With so much focus on inference processing, it is easy to overlook the AI training market, which continues to drive gigawatts of AI computing capacity. The latest benchmarks show that the training of AI models, an immense investment in power and compute, continues to improve across hardware, software, and scale. Nvidia and AMD want you to know more. (And I still want to see how Google Ironwood performs, but I’ll have to wait!)
AI Training: Nvidia, The 4-Bit Champion
In the good ol’ days, it was easy. What’s the benchmark? “AI”. Who won? “Nvidia, of course!” But now, you have AMD, Cerebras and Google all trying to compete for the crown.
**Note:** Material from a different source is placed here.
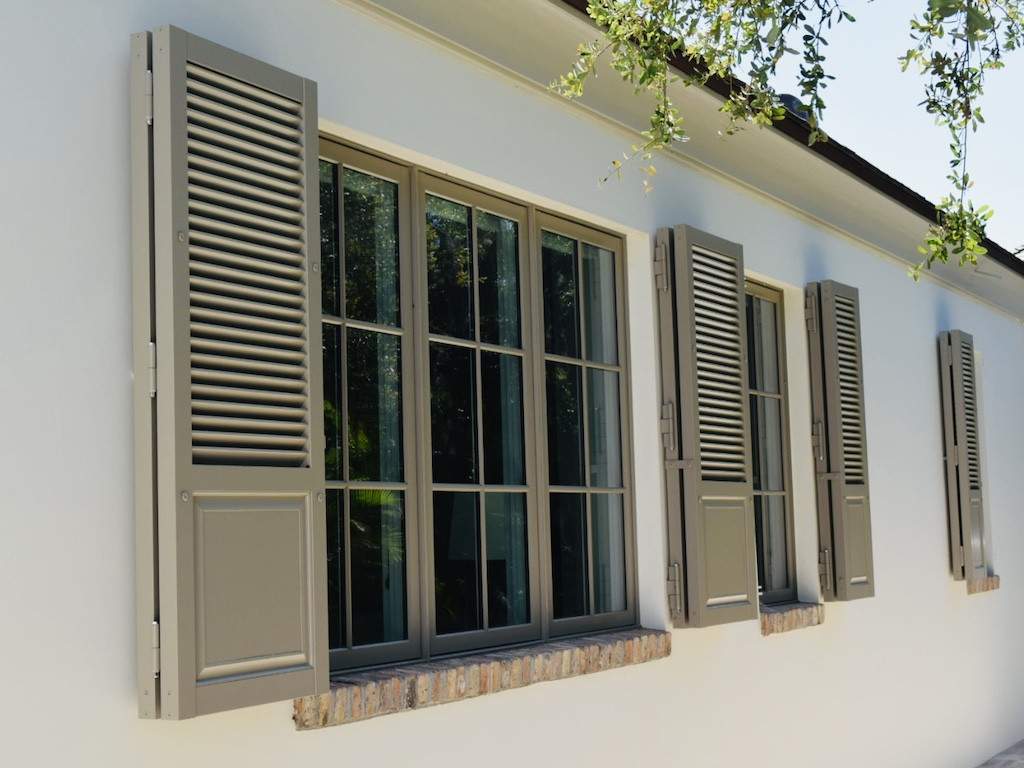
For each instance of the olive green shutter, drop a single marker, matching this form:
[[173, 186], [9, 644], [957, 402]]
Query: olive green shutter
[[706, 428], [962, 456], [240, 518], [845, 560]]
But only Nvidia and AMD seem sufficiently confident to put their hardware where their mouths are with open benchmarks through the MLCommons’ MLPerf benchmarks.
Nvidia, for now, is pinning its reputation on the use of 4-bit floating point, initially in inference processing and now even with the traditionally 16- and recently 8-bit training processing. This is important. Reducing the precision by half can double the performance of silicon if, and only if, the results remain accurate, and if and only if you don’t need to double the amount of data and runs required to obviate the inherently poorer results stemming from using lower precision. And Nvidia applied this approach to win 1st place in every MLPerf benchmark. Herein lies a coming squabble between AMD and Nvidia.

Nvidia touts three breakthroughs in Training. NVIDIA
In their press release, Nvidia highlights three breakthroughs. First, Nvidia is applying FP4, specifically NVFP4, to improve training performance for the first time. Second, the performance of Blackwell Ultra, which has only recently begun shipping large-scale systems. Third, Nvidia measured the performance of a cluster of over 5000 GPUs collaborating to run a training job.

Blackwell Ultra shows a signifciant improvement over the Hopper and Blackwell Generations, A lot of this comes from FP4. NVIDIA
Nvidia’s performance of the GB300 is truly impressive, with a 4-5 times performance improvement of the Hopper generation. Much of this is due to the reduction in precision to 4 bits, as described above. However, Nvidia is also leveraging software improvements and networking advancements to deliver more value. Nvidia is more than a chip company; it’s a full-system play.
AMD’s 1st AI Training Benchmark: Nearly as Fast as Nvidia with Higher Precision
AMD’s results are so close to Nvidia’s that the difference is not even worth mentioning. AMD is now that good. But the debate over precision is only just beginning. AMD says it can compete with higher precision, but is working on lower-precision models. They are concerned that these could only produce a 10% advantage instead of the expected 50% since the processing could increase to overcome the impact of lower precision math. Note that AMD’s MI350 generation supports FP4. AMD is just not yet convinced it is a good idea.

AMD’s training performance on MI355X increased by 2-3 fold over its previous generation. AMD
It is important to note that nobody can train a modern LLM in 10 minutes. It takes weeks or months of heavy computing to build a model. These benchmarks only measure a small portion of the work, not the complete training of a model. But they indicate the relative performance quite well.

AMD ran the 2 LLM benchmarks using 8-bit floating-point, while Nvidia ran them using 4-bit floating-point. AMD
Conclusions
AMD is definitely catching up in GPU performance. But Nvidia maintains its leadership at scale, where AMD does not yet have anything that can approach the performance of NVLink for Scale-Up performance, nor the Scale-Out performance of Nvidia rail-optimized networking.
But I am still anxious to see how the Google Ironwood performance measures up! We can expect to see more in three months, as MLCommons operates on a quarterly cadence, alternating between inference and training benchmarks.